An Even Smaller Set of Specific Interactions Can Fold Chromatin Loci in Human Cells.

The existence of driver interactions was further explored in a study examining multiple TAD-bounded regions with ≥ 2 super-enhancers in human GM12878 cells [53]. Remarkably, only 14–35 specific interactions are sufficient to fold 39 loci (480 kb — 1.94 Mb) into Hi-C consistent ensembles at 5 kb resolution (R = 0.970 ± 0.003) (Fig 2c, bottom right). These are enriched with functional associations and active marks [53]. They represent 0.024 — 1.3% (median 0.67%) of 2,414 — 62,785 measured Hi-C interactions, and 0.7 — 11% (median 5.7%) of the 301 — 2,112 specific interactions [53].

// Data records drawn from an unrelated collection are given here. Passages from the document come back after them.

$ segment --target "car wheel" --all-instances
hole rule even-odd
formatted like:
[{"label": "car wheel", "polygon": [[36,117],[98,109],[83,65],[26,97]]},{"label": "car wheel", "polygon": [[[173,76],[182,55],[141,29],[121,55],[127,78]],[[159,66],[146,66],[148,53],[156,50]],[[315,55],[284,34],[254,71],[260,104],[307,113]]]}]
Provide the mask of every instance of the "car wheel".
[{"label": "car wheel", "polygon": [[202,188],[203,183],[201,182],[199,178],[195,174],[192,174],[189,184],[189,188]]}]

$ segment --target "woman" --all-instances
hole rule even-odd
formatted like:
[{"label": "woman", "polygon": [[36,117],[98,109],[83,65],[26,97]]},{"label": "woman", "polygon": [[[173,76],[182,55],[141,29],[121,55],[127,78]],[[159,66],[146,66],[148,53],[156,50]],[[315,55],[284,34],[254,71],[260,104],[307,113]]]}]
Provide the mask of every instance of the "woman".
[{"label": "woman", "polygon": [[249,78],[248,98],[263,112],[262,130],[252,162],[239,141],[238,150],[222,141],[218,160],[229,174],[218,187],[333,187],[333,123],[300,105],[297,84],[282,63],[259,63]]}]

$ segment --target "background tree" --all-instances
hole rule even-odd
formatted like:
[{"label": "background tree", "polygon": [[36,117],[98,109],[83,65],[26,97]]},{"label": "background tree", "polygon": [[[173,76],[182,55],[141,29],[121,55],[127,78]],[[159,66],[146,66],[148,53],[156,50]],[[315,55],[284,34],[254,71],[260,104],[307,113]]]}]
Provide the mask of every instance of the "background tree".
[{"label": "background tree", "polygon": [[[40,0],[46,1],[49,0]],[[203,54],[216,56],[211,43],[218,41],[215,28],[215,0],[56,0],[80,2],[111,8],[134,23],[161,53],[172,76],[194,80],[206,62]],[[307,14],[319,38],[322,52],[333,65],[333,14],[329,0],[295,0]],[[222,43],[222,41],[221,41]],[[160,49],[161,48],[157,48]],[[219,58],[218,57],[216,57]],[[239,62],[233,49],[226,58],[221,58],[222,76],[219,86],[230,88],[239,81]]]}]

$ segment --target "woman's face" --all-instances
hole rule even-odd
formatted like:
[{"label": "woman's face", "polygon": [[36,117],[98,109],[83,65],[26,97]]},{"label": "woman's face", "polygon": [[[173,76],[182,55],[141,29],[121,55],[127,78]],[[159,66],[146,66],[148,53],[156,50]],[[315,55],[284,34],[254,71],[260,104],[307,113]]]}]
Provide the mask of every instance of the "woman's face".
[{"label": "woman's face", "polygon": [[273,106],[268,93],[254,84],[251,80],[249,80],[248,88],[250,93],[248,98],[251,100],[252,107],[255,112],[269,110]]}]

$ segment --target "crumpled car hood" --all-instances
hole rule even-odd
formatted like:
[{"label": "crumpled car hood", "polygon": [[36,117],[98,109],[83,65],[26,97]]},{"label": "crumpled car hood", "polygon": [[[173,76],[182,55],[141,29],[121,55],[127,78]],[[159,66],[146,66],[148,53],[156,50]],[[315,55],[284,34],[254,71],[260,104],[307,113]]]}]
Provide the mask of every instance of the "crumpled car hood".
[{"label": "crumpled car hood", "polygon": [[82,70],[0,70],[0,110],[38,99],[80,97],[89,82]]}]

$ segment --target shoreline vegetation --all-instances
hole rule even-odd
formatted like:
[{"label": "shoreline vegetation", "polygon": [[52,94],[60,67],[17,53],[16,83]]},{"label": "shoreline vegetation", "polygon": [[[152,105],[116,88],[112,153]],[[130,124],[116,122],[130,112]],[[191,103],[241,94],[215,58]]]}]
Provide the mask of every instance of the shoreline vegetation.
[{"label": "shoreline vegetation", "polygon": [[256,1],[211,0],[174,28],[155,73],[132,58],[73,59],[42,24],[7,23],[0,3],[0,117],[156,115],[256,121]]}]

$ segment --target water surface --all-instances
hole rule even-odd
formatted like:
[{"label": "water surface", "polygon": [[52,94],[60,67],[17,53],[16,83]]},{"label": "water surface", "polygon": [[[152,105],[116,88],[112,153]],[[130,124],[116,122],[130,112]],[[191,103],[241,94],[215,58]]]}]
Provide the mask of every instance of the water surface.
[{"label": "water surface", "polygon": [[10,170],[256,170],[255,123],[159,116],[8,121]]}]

Interestingly, while removal of cohesin complexes and associated loops can abolish TADs [66], looping interactions alone (as defined by HiCCUPS [2]) are insufficient to drive chromatin folding for 10 Drosophila loci analyzed in [54]. We expect similar results in the human loci studied in [53], as only 0.1% of the interactions in this smaller set are on domain boundaries or are loops identified by HiCCUPS. These results suggest that looping interactions occurring at TAD boundaries alone do not drive chromatin folding. Rather, a small set of specific interactions can fold chromatin into structural ensembles that naturally exhibit TADs.

While the absolute minimum set of driver interactions is unknown, it is intriguing whether this finding is general for other loci. Further analysis of these key interactions will be worthwhile to define the genomic elements involved and elucidate their functional roles.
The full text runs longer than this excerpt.